The fitness function is maximized during the evolution process. Sucessive populations of solutions are built, that fit increasingly well.

How to mimic evolution

Start from a set of potential solutions: i.e. a population of individuals
Successively construct new populations, each one being generated from the previous one with help of stochastic operators: selection and genetic operators

 

 

Characteristics of the individuals

Genotype: encoding of the parameter(s) as a bit string (there exists other EA based on non binary encoding), also called chromosome. A particular bit of the string is called a gene and the possible values are called alleles (in our case "0" or "1")

 

 

Phenotype: expression of the genotype in the problem context, i.e. a point of the search space.
Fitness value: express the quality of the individual with respect to the problem to be solved

 

Selection

Some indivuals are chosen among the population in order to build the next generation. Individuals are randomly chosen according to their fitness value, the high-fitted individuals being often selected. This process can be seen as a succession of roulette-wheel drawings: each individual corresponding to an aera of size proportional to its fitness value.

Genetic operators

They are the exploration tools of GA. New individuals are created from the current population. The selection step is intended to choose fit individuals (parents) to be reproduced and the genetic operators create new offsprings from their genetic material. The most commom operators are the one point crossover and the bit-flip mutation :

One point crossover: mixes the genes of the two parents, using a randomly chosen point on the chromosome

Bit-flip mutation: produces a minor perturbation of the genotype. Each gene can be flipped with a small probability pm

There exists numerous classical or problem specific operators, see for example for details.

 

 

A simple example

Consider the following problem: find the maximum of the function

f(x1,x2)= x1*x2 , with (x1,x2) in [0,1]*[0,1]

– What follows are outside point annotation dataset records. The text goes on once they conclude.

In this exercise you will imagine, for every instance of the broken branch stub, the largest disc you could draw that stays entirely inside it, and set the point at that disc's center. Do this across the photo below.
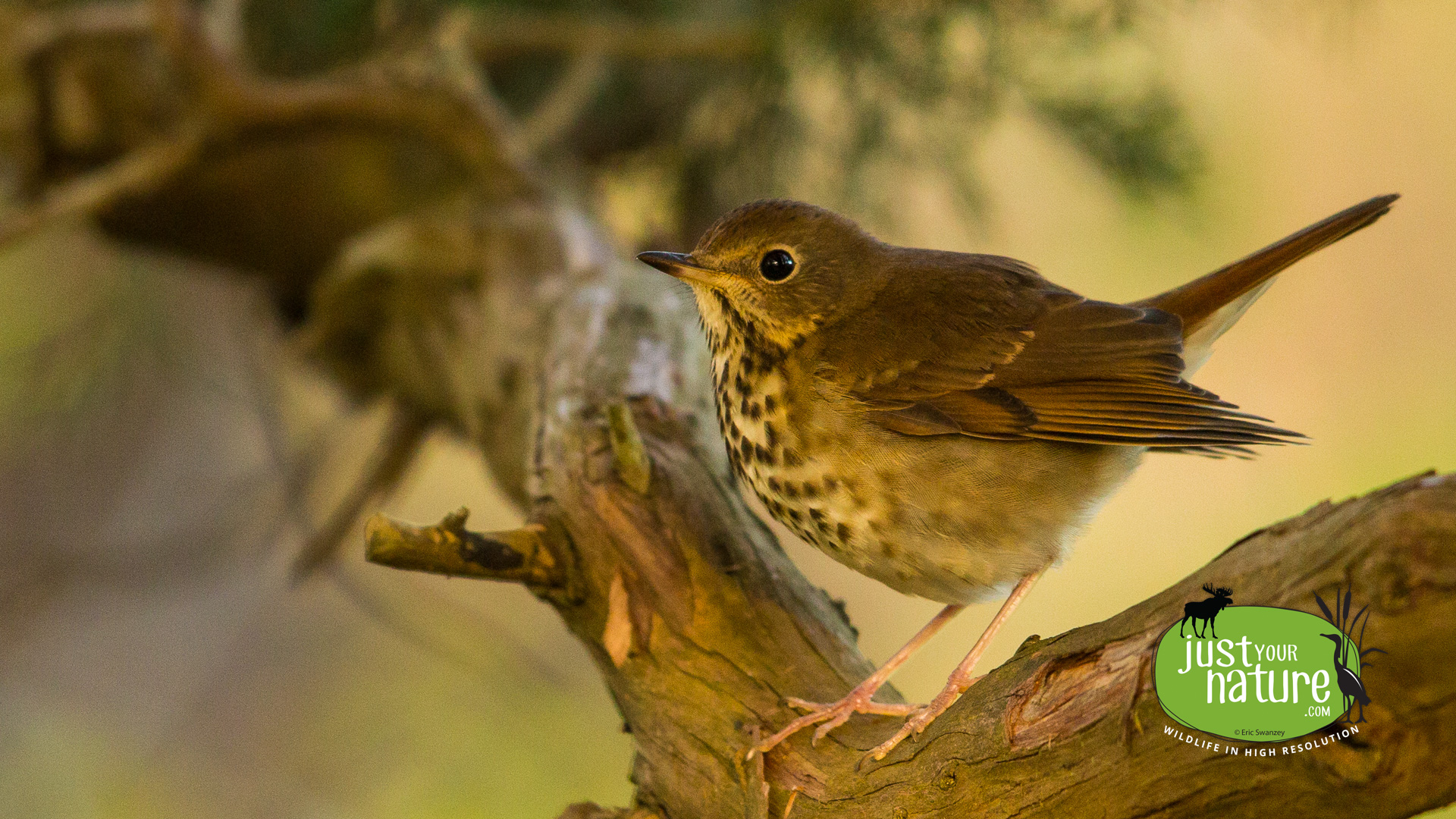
(450, 548)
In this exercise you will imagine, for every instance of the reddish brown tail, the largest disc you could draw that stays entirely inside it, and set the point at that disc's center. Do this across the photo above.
(1210, 303)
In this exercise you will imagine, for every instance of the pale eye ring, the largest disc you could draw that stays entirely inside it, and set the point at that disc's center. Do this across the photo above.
(777, 265)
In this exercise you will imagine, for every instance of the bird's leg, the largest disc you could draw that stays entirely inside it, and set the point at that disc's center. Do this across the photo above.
(858, 701)
(962, 678)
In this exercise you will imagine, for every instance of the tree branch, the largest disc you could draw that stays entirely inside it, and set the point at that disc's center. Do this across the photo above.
(582, 378)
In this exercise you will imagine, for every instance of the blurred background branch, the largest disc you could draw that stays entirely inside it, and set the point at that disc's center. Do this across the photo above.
(278, 260)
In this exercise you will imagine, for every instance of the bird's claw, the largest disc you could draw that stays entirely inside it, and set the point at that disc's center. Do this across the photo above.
(921, 719)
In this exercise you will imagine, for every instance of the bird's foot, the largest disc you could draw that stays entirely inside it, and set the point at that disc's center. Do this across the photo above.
(924, 716)
(835, 714)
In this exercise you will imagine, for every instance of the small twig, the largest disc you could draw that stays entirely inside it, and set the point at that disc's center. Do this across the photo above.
(49, 28)
(497, 36)
(566, 101)
(449, 548)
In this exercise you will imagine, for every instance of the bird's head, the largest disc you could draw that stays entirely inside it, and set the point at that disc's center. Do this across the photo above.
(774, 270)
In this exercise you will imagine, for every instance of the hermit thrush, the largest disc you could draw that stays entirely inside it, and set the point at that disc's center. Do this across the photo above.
(946, 423)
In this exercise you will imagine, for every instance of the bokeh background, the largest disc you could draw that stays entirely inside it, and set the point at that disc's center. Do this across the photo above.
(155, 659)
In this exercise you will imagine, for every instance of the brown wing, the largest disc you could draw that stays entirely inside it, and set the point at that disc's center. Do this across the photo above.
(996, 352)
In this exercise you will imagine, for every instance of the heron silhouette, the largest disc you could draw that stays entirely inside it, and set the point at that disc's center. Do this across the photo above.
(1350, 686)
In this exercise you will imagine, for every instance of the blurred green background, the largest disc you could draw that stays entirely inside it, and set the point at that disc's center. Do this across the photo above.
(155, 659)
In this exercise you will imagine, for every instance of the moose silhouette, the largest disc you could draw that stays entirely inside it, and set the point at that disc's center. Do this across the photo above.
(1206, 611)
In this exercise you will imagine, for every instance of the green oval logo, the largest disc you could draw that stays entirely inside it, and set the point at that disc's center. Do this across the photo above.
(1256, 673)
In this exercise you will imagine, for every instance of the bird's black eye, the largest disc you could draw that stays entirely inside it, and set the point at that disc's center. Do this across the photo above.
(777, 265)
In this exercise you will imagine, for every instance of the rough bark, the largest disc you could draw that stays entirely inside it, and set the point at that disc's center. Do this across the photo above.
(582, 381)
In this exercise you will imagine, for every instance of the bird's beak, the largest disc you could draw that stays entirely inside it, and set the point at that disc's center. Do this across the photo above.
(683, 267)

x1 and x2 are the parameters. If we decide to sample the intervalle [0,1] on 8 bits, then the encoding is a 16 bit string, and the fitness function is directly f(x1,x2). An individual has the following characteristics:

genotype: 16 bit sting
phenotype: the couple (x1,x2), x1 being decoced from the 8 first bit and x2 from the others.
fitness value: f(x1,x2)

 

Basic bibliography:

L. Davis. Genetic Algorithms and Simulated Annealing. Pittman, London, 1987.

D. A. Goldberg. Genetic Algorithms in Search, Optimization, and Machine Learning. Addison-Wesley, January 1989.

J. H. Holland. Adaptation in Natural and Artificial System. Ann Arbor, University of Michigan Press, 1975.

J. R. Koza. Genetic Programming. MIT Press, 1992.

Z. Michalewicz. Genetic Algorithms + Data Structures = Evolution Programs. Springer Verlag, 1992.